Legislation is one reason. Employers will have to automatically enrol all staff into a pension at some point, as Nigel Ferrier, director of Ferrier Pearce, points out. “I would not underestimate the cost of the fallout if staff don’t understand auto-enrolment,” he says. “Trying to explain to an employee that they cannot have their contribution back when they realise too late that they do not want to be in the scheme will very quickly turn most employers from Robin Hood into the Sheriff of Nottingham.”
Since October 2011, when the default retirement age was scrapped, employers have not been allowed to force staff to retire, so in the near future organisations could find themselves dealing with poorly performing staff, who may well want to stop working themselves, but who cannot afford to retire.
What employees really want is to be signposted to where they can get the information they need
A bit of financial education early on could mitigate such sad cases. Michael Whitfield, chief executive of Thomsons Online Benefits, says: “We have seen new clients come to us with pension take-up of under 50 per cent and few, if any, employee contributions being paid, despite employer contributions being in excess of 10 per cent.

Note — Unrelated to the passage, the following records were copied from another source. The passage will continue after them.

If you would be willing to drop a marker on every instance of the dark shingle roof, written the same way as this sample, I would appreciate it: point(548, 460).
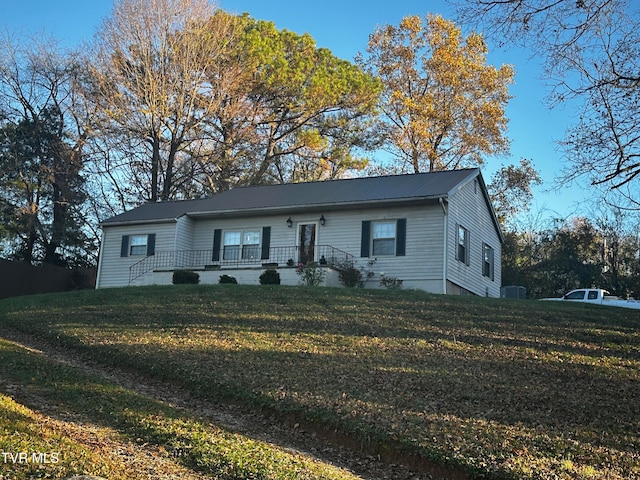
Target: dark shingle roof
point(355, 192)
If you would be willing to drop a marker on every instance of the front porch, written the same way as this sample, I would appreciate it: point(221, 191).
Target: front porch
point(245, 265)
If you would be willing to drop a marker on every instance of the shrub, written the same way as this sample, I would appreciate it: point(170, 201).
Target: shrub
point(352, 277)
point(311, 274)
point(185, 276)
point(227, 279)
point(349, 275)
point(270, 277)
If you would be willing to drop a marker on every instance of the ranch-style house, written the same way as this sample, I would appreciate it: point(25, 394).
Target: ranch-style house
point(432, 231)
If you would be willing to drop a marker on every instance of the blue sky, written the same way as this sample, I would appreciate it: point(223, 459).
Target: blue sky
point(344, 26)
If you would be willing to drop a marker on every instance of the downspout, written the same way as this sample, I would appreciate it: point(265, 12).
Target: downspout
point(445, 245)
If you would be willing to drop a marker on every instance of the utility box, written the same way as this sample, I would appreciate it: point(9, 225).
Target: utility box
point(513, 291)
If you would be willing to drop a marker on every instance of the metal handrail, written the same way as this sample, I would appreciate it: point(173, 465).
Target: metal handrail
point(201, 259)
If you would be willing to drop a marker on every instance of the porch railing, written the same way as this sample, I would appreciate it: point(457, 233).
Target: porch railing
point(229, 258)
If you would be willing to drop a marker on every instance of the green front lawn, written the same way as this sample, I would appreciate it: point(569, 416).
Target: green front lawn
point(494, 388)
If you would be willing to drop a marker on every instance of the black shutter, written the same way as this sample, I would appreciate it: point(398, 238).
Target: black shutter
point(217, 238)
point(365, 240)
point(266, 243)
point(401, 237)
point(151, 244)
point(124, 248)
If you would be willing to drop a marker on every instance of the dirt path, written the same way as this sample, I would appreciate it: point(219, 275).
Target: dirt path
point(291, 437)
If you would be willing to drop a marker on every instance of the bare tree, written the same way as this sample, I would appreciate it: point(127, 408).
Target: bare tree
point(591, 50)
point(152, 88)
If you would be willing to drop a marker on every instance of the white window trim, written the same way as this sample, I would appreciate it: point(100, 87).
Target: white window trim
point(393, 222)
point(241, 246)
point(140, 246)
point(466, 245)
point(491, 263)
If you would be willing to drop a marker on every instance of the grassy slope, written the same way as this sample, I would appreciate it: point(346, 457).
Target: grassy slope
point(494, 387)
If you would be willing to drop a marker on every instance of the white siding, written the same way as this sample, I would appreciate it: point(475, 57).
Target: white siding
point(114, 269)
point(420, 267)
point(468, 207)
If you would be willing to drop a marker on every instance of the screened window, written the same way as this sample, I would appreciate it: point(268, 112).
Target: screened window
point(384, 238)
point(241, 245)
point(138, 244)
point(250, 245)
point(487, 261)
point(462, 245)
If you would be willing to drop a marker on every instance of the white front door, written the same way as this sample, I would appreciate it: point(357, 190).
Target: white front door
point(307, 242)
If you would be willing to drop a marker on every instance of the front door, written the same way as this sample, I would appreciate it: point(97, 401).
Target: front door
point(306, 242)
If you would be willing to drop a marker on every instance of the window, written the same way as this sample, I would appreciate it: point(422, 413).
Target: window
point(241, 245)
point(138, 245)
point(384, 238)
point(250, 245)
point(462, 245)
point(487, 261)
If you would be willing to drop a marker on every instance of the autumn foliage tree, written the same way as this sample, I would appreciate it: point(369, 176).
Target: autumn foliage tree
point(191, 101)
point(295, 113)
point(443, 106)
point(42, 137)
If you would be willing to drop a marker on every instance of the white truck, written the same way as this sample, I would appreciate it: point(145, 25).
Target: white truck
point(597, 296)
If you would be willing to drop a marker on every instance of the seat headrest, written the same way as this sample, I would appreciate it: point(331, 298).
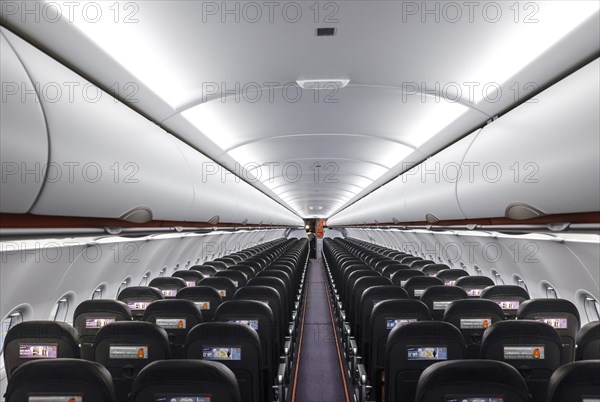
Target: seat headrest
point(140, 292)
point(102, 306)
point(531, 307)
point(186, 373)
point(173, 306)
point(471, 373)
point(473, 306)
point(512, 329)
point(68, 375)
point(244, 307)
point(224, 332)
point(571, 375)
point(496, 291)
point(406, 307)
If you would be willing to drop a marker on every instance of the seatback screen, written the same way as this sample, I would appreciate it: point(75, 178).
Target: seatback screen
point(251, 323)
point(441, 305)
point(508, 304)
point(169, 292)
point(172, 323)
point(128, 352)
point(392, 322)
point(474, 292)
point(38, 351)
point(202, 305)
point(427, 353)
point(533, 352)
point(475, 323)
point(558, 323)
point(95, 323)
point(138, 304)
point(221, 353)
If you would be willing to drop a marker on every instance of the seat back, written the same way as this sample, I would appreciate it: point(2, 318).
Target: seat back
point(558, 313)
point(416, 286)
point(438, 297)
point(588, 342)
point(91, 315)
point(471, 380)
point(474, 285)
point(413, 347)
point(205, 298)
point(237, 346)
point(225, 286)
point(138, 298)
point(472, 317)
point(532, 347)
point(124, 348)
point(169, 286)
point(509, 297)
point(67, 378)
point(195, 380)
point(578, 381)
point(177, 317)
point(39, 340)
point(191, 278)
point(385, 316)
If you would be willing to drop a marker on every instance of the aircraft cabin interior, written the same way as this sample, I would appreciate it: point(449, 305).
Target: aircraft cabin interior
point(300, 201)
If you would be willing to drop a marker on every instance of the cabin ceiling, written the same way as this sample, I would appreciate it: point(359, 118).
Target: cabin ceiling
point(225, 82)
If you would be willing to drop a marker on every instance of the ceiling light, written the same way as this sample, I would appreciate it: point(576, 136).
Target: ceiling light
point(322, 84)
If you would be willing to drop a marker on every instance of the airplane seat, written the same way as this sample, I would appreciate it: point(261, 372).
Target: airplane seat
point(359, 288)
point(471, 380)
point(206, 270)
point(219, 265)
point(239, 278)
point(91, 315)
point(431, 269)
point(386, 315)
point(438, 297)
point(261, 314)
point(237, 346)
point(225, 286)
point(191, 278)
point(245, 269)
point(205, 298)
point(509, 297)
point(125, 348)
point(177, 317)
point(391, 269)
point(533, 348)
point(588, 342)
point(36, 340)
point(400, 277)
point(558, 313)
point(577, 381)
point(450, 276)
point(138, 298)
point(474, 285)
point(195, 380)
point(416, 286)
point(413, 347)
point(169, 286)
point(472, 317)
point(49, 380)
point(368, 301)
point(273, 299)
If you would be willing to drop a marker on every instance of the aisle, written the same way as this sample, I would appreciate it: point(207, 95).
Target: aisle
point(319, 377)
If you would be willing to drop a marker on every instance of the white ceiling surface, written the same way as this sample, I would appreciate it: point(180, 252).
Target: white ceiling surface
point(373, 131)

“Yet conversely we have clients paying 5 per cent where the take-up is in excess of 80 per cent and where nearly every person pays their own contribution on top of the employer contribution. Why is that? The answer is simple: the better, and more regular, the communication, the more employees engage, and the more they take ownership and value what their employer contributes on their behalf.”
Pair the legislative sticks with the carrot of national insurance savings for the employer on pensions and some employee share schemes, and a strong business case for educating staff on workplace savings begins to emerge. Finance directors and their HR counterparts should take note.
CASE STUDY
BT calls up share plans
Telecommunications company BT offers its staff pension benefits and two types of share plans. These allow staff to buy BT shares with tax relief out of gross salary and save for three or five years to buy shares at a discount to market price with a tax-free gain.
BT goes to great lengths to educate staff about these savings choices and other financial matters. “We recognise that BT people want choice and flexibility with ease of implementation,” says Francis O’Mahony, head of employee share plans. “The large number of participants selecting different choices, combined with feedback, showed that the quality, quantity and timing of communications enabled our people to make an informed choice.”
Seminars on effective tax planning were especially useful when BT’s sharesave plan matured this August, yielding gains for around 20,000 people, while the business also offers sessions on financial planning for future independence, encouraging staff to align their finances with life plans.